Likewise, the state’s manufacturing and agriculture tax credit has been widely criticized as a simple refund for millionaires, according to the Wisconsin Budget Project (WBP) nearly “wiping out income taxes for manufacturers and agricultural producers”.

What the Guardian and other outlets failed to address was the absolute absurdity of these sorts of “job creation” efforts. The use of tax revenues to lure large, profitable corporations to one’s city or state may or may not be immoral (I vote for immoral), but the practice is hardly consistent with genuine capitalism and free enterprise, which require that entrepreneurial activities take place on a level playing field.
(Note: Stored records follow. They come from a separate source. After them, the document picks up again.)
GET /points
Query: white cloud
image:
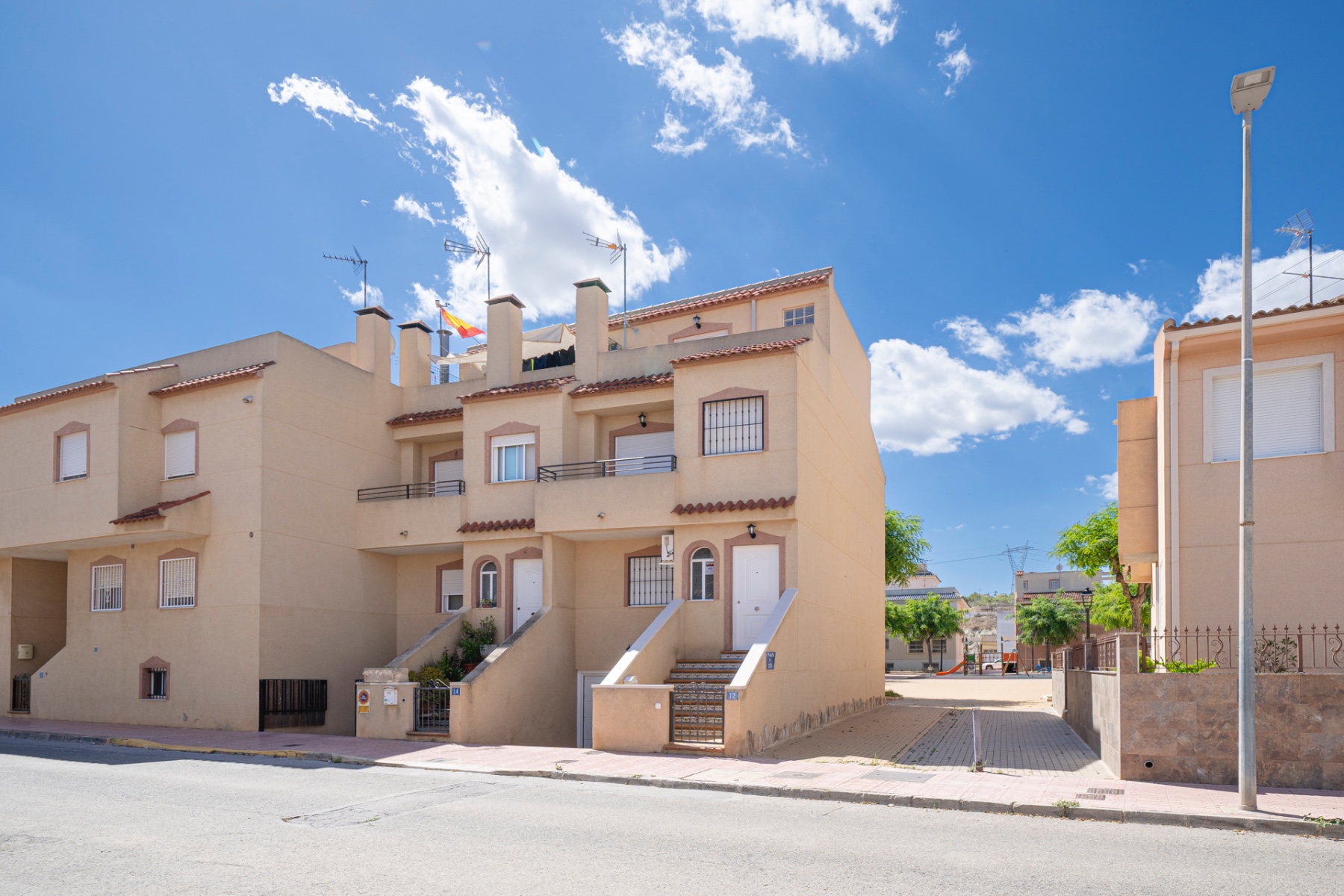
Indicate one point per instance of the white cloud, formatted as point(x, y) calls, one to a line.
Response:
point(530, 208)
point(319, 96)
point(724, 92)
point(1221, 284)
point(927, 402)
point(976, 339)
point(1107, 485)
point(804, 26)
point(956, 65)
point(408, 205)
point(1095, 328)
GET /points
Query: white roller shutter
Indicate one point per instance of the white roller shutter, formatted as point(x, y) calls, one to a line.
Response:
point(1288, 413)
point(74, 455)
point(181, 454)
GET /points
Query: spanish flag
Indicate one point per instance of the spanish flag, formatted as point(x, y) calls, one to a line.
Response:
point(463, 328)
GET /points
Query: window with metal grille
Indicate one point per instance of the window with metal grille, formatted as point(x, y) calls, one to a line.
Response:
point(156, 684)
point(107, 588)
point(74, 455)
point(179, 454)
point(734, 426)
point(178, 582)
point(651, 582)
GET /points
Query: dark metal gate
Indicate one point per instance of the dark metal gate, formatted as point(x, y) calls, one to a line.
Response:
point(697, 714)
point(20, 694)
point(432, 707)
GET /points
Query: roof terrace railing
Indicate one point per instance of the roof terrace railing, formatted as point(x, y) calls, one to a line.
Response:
point(414, 491)
point(615, 467)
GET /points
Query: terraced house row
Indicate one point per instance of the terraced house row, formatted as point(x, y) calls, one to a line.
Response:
point(673, 520)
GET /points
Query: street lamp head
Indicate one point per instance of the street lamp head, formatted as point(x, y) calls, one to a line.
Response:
point(1250, 89)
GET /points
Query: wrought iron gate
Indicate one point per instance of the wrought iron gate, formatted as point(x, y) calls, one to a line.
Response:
point(697, 714)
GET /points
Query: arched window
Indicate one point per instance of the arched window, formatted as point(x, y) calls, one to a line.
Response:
point(490, 590)
point(702, 575)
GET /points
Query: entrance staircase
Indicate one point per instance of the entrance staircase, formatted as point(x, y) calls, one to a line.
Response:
point(698, 703)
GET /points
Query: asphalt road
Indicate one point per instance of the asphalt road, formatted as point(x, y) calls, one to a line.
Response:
point(109, 820)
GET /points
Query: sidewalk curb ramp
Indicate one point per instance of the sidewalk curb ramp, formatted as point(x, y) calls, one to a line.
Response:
point(1330, 829)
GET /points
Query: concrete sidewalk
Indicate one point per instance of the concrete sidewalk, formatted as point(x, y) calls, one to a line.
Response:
point(1296, 812)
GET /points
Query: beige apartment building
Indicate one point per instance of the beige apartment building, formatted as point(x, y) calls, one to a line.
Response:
point(1179, 472)
point(678, 541)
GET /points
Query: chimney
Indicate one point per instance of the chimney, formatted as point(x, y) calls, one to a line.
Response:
point(374, 341)
point(591, 332)
point(504, 341)
point(414, 355)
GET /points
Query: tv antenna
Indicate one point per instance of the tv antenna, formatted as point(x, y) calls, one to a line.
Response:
point(617, 250)
point(1300, 226)
point(358, 261)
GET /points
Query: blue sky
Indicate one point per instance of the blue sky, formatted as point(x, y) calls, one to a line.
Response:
point(174, 175)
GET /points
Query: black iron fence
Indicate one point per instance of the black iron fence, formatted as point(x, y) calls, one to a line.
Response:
point(413, 491)
point(20, 694)
point(616, 467)
point(432, 707)
point(292, 703)
point(697, 714)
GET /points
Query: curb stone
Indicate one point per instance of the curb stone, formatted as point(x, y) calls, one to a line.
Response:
point(1292, 827)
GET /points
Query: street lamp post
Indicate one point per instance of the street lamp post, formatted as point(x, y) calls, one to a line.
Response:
point(1249, 92)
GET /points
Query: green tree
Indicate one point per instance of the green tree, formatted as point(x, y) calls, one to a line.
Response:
point(1093, 546)
point(906, 547)
point(1050, 620)
point(924, 620)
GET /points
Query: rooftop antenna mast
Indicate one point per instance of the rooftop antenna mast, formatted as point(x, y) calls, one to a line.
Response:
point(617, 250)
point(1300, 226)
point(358, 261)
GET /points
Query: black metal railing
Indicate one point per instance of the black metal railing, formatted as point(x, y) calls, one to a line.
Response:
point(292, 703)
point(432, 707)
point(20, 694)
point(615, 467)
point(1277, 648)
point(697, 714)
point(413, 491)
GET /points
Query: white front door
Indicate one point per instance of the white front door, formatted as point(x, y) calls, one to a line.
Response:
point(586, 682)
point(527, 590)
point(756, 590)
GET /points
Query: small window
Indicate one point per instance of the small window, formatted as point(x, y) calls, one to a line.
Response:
point(74, 455)
point(734, 426)
point(702, 575)
point(107, 588)
point(156, 682)
point(490, 585)
point(514, 457)
point(179, 454)
point(178, 583)
point(651, 582)
point(450, 591)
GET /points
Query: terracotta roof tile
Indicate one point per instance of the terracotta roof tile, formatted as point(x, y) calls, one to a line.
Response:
point(624, 386)
point(759, 348)
point(517, 388)
point(756, 504)
point(155, 511)
point(213, 379)
point(60, 395)
point(497, 526)
point(725, 297)
point(426, 417)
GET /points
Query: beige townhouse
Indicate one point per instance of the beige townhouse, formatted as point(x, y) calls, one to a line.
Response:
point(1179, 480)
point(679, 541)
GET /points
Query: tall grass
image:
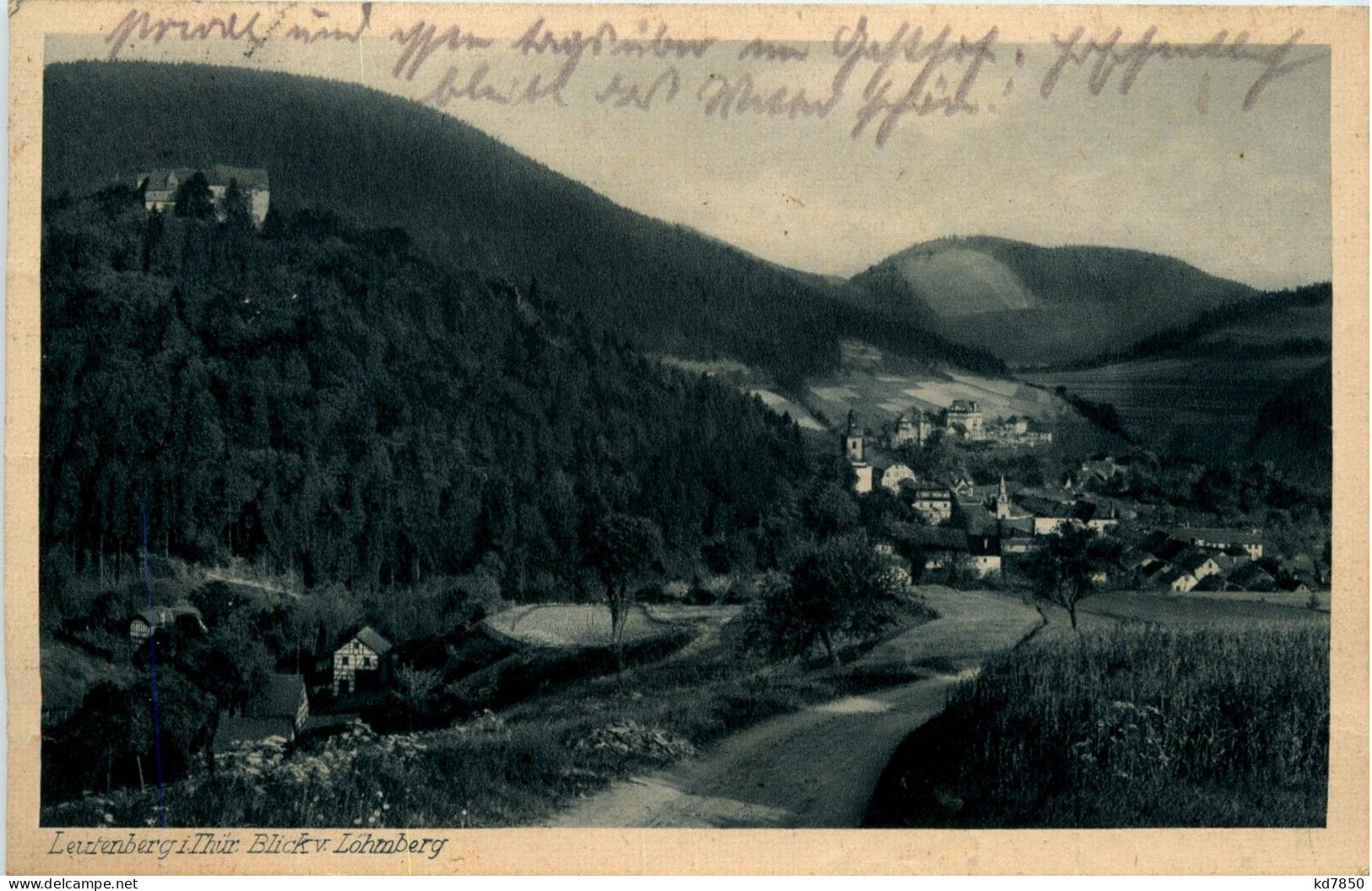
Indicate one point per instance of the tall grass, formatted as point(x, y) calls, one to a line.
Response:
point(1136, 726)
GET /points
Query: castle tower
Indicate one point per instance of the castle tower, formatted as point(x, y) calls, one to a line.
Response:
point(852, 439)
point(854, 452)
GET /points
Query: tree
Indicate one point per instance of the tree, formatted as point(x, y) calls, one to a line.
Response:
point(193, 198)
point(843, 588)
point(1060, 570)
point(237, 209)
point(621, 550)
point(415, 691)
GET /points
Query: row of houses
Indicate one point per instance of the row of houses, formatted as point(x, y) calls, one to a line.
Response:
point(1185, 559)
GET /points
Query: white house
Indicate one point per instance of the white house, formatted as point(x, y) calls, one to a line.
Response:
point(358, 660)
point(896, 474)
point(932, 503)
point(160, 187)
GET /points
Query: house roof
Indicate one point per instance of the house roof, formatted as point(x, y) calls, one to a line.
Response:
point(1169, 575)
point(373, 640)
point(1169, 548)
point(235, 729)
point(1250, 573)
point(1013, 526)
point(1218, 535)
point(247, 177)
point(984, 546)
point(155, 616)
point(280, 696)
point(936, 539)
point(1152, 568)
point(1212, 583)
point(1191, 559)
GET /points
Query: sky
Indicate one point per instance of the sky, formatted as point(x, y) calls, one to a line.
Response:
point(1176, 165)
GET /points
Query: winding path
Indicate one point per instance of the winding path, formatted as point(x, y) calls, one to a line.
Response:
point(818, 768)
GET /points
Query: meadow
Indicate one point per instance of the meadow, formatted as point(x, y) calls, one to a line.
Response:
point(1136, 725)
point(515, 766)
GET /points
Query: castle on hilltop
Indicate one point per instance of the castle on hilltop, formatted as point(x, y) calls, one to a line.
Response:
point(160, 188)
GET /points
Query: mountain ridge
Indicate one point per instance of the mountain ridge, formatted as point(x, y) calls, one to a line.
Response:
point(383, 161)
point(1043, 305)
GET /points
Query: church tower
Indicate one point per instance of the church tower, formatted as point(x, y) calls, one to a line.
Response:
point(854, 452)
point(852, 439)
point(1003, 502)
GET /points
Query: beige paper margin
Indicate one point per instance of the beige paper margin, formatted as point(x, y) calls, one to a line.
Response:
point(1339, 849)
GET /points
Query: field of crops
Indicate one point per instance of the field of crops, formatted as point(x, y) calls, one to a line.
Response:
point(1242, 608)
point(1130, 726)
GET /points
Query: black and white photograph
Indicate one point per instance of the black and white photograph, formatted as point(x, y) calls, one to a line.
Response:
point(583, 417)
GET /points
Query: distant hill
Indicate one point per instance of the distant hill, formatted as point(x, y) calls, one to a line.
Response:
point(1280, 323)
point(382, 161)
point(1295, 427)
point(1043, 305)
point(1202, 386)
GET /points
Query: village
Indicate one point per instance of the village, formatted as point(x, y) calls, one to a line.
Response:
point(957, 531)
point(974, 531)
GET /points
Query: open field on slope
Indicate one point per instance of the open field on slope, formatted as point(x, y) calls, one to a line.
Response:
point(1200, 610)
point(878, 388)
point(1207, 399)
point(1135, 725)
point(567, 625)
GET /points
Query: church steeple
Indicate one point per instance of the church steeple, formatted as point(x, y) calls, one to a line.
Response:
point(854, 439)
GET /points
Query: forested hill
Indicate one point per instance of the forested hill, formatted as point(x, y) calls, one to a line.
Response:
point(1043, 305)
point(1295, 428)
point(324, 399)
point(388, 162)
point(1280, 323)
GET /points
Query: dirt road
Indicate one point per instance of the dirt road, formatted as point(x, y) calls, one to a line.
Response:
point(818, 768)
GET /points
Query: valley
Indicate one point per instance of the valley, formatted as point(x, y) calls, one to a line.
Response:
point(404, 482)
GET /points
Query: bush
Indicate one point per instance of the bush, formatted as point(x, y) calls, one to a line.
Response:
point(1130, 728)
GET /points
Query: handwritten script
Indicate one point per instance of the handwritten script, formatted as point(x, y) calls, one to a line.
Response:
point(871, 76)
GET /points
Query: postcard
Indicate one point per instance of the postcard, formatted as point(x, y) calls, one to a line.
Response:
point(465, 438)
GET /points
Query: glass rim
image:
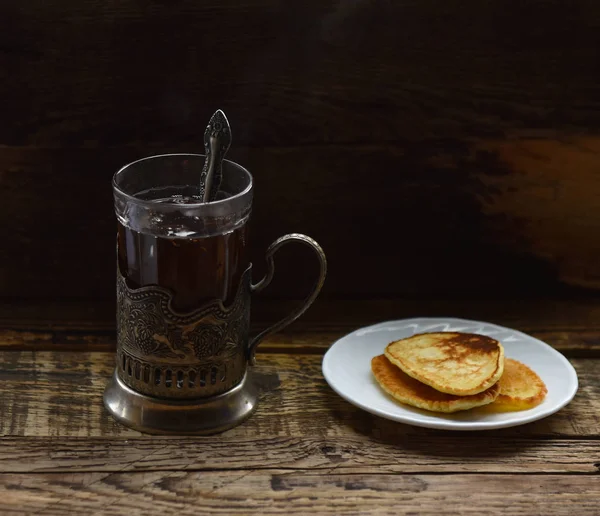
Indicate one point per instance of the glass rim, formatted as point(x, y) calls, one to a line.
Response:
point(132, 198)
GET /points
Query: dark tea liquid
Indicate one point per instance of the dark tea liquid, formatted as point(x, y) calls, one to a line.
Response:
point(196, 270)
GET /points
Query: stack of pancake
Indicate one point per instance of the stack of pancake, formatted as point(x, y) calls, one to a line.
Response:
point(452, 371)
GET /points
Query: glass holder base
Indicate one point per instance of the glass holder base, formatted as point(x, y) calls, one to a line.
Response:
point(202, 416)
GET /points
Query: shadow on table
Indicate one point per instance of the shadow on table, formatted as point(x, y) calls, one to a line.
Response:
point(440, 444)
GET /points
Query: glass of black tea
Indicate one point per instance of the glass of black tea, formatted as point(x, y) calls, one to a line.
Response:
point(183, 290)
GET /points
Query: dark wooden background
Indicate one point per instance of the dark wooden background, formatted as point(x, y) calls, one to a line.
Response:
point(432, 147)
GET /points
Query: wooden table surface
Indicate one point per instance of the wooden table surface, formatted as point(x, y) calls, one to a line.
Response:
point(305, 450)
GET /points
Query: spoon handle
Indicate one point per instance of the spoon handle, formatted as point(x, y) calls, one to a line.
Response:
point(217, 139)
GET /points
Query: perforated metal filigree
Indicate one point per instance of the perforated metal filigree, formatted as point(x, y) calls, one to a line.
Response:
point(165, 353)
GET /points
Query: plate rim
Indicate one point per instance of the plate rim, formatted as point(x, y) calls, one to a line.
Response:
point(453, 425)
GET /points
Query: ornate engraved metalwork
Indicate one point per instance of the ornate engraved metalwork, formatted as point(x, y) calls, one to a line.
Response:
point(168, 354)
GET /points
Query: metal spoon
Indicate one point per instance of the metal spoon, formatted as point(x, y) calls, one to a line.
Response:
point(217, 139)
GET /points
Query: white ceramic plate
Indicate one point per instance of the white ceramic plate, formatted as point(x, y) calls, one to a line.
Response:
point(347, 369)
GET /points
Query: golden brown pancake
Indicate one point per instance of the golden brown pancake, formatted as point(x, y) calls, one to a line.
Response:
point(412, 392)
point(520, 388)
point(462, 364)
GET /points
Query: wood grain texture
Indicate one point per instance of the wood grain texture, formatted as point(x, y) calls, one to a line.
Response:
point(282, 492)
point(571, 326)
point(447, 453)
point(58, 394)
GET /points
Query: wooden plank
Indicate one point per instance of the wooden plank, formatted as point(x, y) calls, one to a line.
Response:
point(58, 394)
point(284, 492)
point(447, 453)
point(315, 72)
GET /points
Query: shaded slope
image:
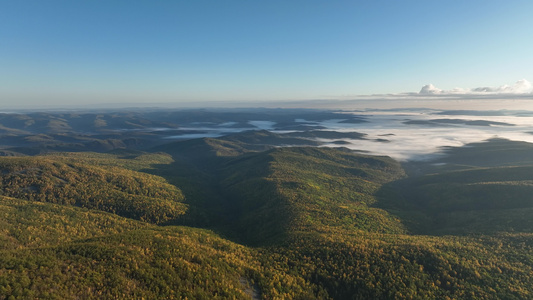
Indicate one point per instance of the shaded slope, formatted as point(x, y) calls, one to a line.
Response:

Criticisms of these sorts of economic development agreements tend to focus on whether the state or city has made a “good deal.” (Evidently, Wisconsin has not.) But that is almost beside the point. The local factory or other home-grown enterprise that prospers enough to hire new workers doesn’t receive these perks; meanwhile, new, sometimes competitive enterprises are being lured to their state with their tax dollars.

This is corporatism, not capitalism. Paul Ryan and Scott Walker are said to be fans of Ayn Rand, but I’ve read Atlas Shrugged. Rand was a capitalism fundamentalist, and would have been disgusted by this deal; she would have labeled the beneficiaries “looters.”

And she’d have been right about that.